NoVNC Broken Scale 22.12 BlueFin Beta 2?

Sparx

Contributor
Joined
Apr 18, 2017
Messages
107
So I also have an issue with VNC on the VMs. But when I removed the Nvidia graphics Passthrough device the VNC works.
 

NickF

Guru
Joined
Jun 12, 2014
Messages
763
@Sparx That for sure has to be the problem. I am still having the issue, and I have been able to reproduce it on 3 seperate additional systems...and eahc of those systems has an NVidia card passed through to a VM. But it doesn't just break that VM. It breaks some of the other VMS also.

@morganL The ticket is closed, Can you have someone open it back up?
 

morganL

Captain Morgan
Administrator
Moderator
iXsystems
Joined
Mar 10, 2018
Messages
2,694
@Sparx That for sure has to be the problem. I am still having the issue, and I have been able to reproduce it on 3 seperate additional systems...and eahc of those systems has an NVidia card passed through to a VM. But it doesn't just break that VM. It breaks some of the other VMS also.

@morganL The ticket is closed, Can you have someone open it back up?

Now that we know its related to NVIDIA pass-thru, I think a separate ticket is worthwhile. It may be a different engineer will be assigned and we certainly need a different test system.
 

Sparx

Contributor
Joined
Apr 18, 2017
Messages
107
And in my system the Nvidia driver doesnt work at all. Maybe its related to this. What is stopping the driver from working is also related to the VNC.
 

NickF

Guru
Joined
Jun 12, 2014
Messages
763
And in my system the Nvidia driver doesnt work at all. Maybe its related to this. What is stopping the driver from working is also related to the VNC.

I’m using my gpus to pass through to a Vm, do you mean you are having a problem whereby you can’t use it in a kubernetes app on scale itself? I’ll do more testing on my end if that’s the case, I hadn’t tried to use it for an app.

The driver in the guest os has nothing to do with scale if you are talking about a Vm, which is why I am asking
 

Sparx

Contributor
Joined
Apr 18, 2017
Messages
107
I’m using my gpus to pass through to a Vm, do you mean you are having a problem whereby you can’t use it in a kubernetes app on scale itself? I’ll do more testing on my end if that’s the case, I hadn’t tried to use it for an app.

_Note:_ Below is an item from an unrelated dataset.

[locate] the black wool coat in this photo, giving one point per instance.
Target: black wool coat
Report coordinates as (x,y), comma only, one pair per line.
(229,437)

The driver in the guest os has nothing to do with scale if you are talking about a Vm, which is why I am asking
Yeah I have tested different ways. Maybe shouldnt kidnap this thread with my Nvidia issues now. But nvidia-smi doesnt find any card and states it cant communicate with the driver. Both with GPU isolated and not. When i try to start the VM with a GPU passthrough i cant really tell if anything happens or if the VM loads at all since the VNC doesnt work. But I never get the IP up where the VM should be, so I guess it never starts. If I unbind the GPU passthrough VNC works and I get the VM up and running. But then without the GPU naturally. I cant get the GPU to work in any app since it doesnt get any proper driver I guess.
 

NickF

Guru
Joined
Jun 12, 2014
Messages
763
Yeah I have tested different ways. Maybe shouldnt kidnap this thread with my Nvidia issues now. But nvidia-smi doesnt find any card and states it cant communicate with the driver. Both with GPU isolated and not. When i try to start the VM with a GPU passthrough i cant really tell if anything happens or if the VM loads at all since the VNC doesnt work. But I never get the IP up where the VM should be, so I guess it never starts. If I unbind the GPU passthrough VNC works and I get the VM up and running. But then without the GPU naturally. I cant get the GPU to work in any app since it doesnt get any proper driver I guess.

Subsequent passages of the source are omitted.